A 60 year old passed away without designating a beneficiary on his 401(k). He had no spouse, and his pour over designates a pass through trust, which in turn designates a single individual beneficiary (his daughter). I am the executor of the estate as well as the trustee of the trust.

Unfortunately, my understanding is that this is not a situation in which the 401(k) can be rolled over into and inherited IRA. Plan administrators are telling me that I can liquidate the 401(k) over a several years (5 yr limit per SECURE act), but that the distribution must be paid to the estate, which can then be distributed to the trust and the daughter as cash.

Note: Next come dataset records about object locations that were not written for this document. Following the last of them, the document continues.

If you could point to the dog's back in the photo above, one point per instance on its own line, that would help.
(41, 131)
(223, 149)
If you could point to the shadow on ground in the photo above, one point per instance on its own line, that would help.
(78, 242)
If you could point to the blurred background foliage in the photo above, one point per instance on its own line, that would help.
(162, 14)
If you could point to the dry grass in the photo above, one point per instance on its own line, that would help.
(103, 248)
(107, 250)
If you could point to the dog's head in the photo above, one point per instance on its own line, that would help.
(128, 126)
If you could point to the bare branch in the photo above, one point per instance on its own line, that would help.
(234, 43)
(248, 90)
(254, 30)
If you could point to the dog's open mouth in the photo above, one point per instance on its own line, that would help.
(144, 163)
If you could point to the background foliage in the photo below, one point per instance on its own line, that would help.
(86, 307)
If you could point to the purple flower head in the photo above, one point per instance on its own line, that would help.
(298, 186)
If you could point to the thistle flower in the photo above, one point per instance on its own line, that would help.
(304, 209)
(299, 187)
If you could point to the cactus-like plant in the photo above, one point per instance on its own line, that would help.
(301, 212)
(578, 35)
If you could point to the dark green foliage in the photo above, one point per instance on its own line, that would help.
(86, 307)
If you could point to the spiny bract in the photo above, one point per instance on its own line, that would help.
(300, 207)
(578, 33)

My question is whether there is any way to avoid paying the compressed estate tax rates, even though the 401(k) has to be liquidated into the estate first before distribution. Is there a way to structure the transaction so that the daughter pays tax on the distribution at her income tax rates and the tax burden is passed through?

Thanks for the help!!



This illustrates a really bad estate plan, but it could be worse. In most cases, the 401k administrator will require a lump sum distribution, and not be willing to entertain either the 5 year rule, or distributions using decedent’s LE. In addition, while a qualified trust beneficiary with the trust named directly on the beneficiary clause of the plan can enable a direct rollover to an inherited IRA, passing the property into the trust by a pour over will will not work even if the trust would otherwise be qualified. The pour over does not equate to the trust directly inheriting the balance from the 401k, rather than the estate. 
Uniquely, if the 401k is willing to distribute the death benefits over time, they will have to be made to the estate, the estate will have to remain open, and distributions will pour into the trust. The terms of the trust then determine which entity pays the taxes on the distributions, the trust, or the trust beneficiaries. 

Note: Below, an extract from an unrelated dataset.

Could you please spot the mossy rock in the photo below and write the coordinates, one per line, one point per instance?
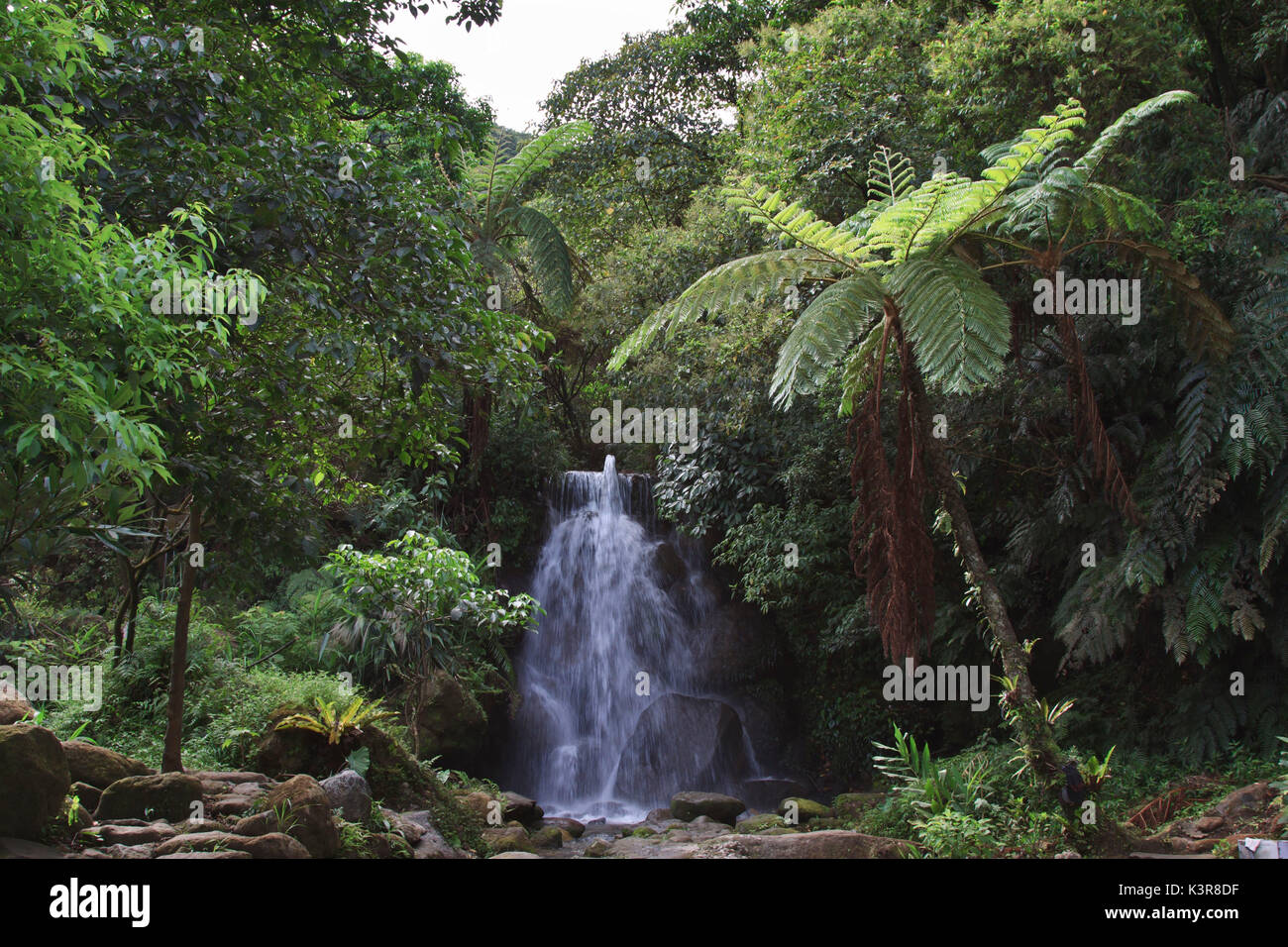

Alan is correct.  You should yell and scream at the lawyer who planned this estate.  The decedent could have simply left the benefits to or in trust for the daughter.
Distributions from the estate to the trust carry out income, and distributions from the trust to the daughter carry out income.  The executors can take the benefits over 5 years (actually by the end of the fifth calendar year following death, so they can spread them out over six (or possibly seven by using a fiscal year) taxable years.  Distributions from the estate to the trust likewise carry out income, as do distributions from the trust to the daughter.  So if the estate distributes the income to the trust in the same year it receives it, and the trust does the same (assuming the trustees have complete discretion to make distributions to the daughter), the benefits will be taxable to the daughter over five (or possibly six or seven) taxable years.
If the trust is well-drafted, it will allow distributions to the daughter’s childen as well as to the daughter.  If that’s the case, and if the grandchildren aren’t subject to the kiddie tax, and the daughter is willing to have some of the benefits go to her children, that will allow the income to be divided among more than one taxpayer, which may reduce the income taxes.
The lawyer handling the decedent’s estate should be doing this planning.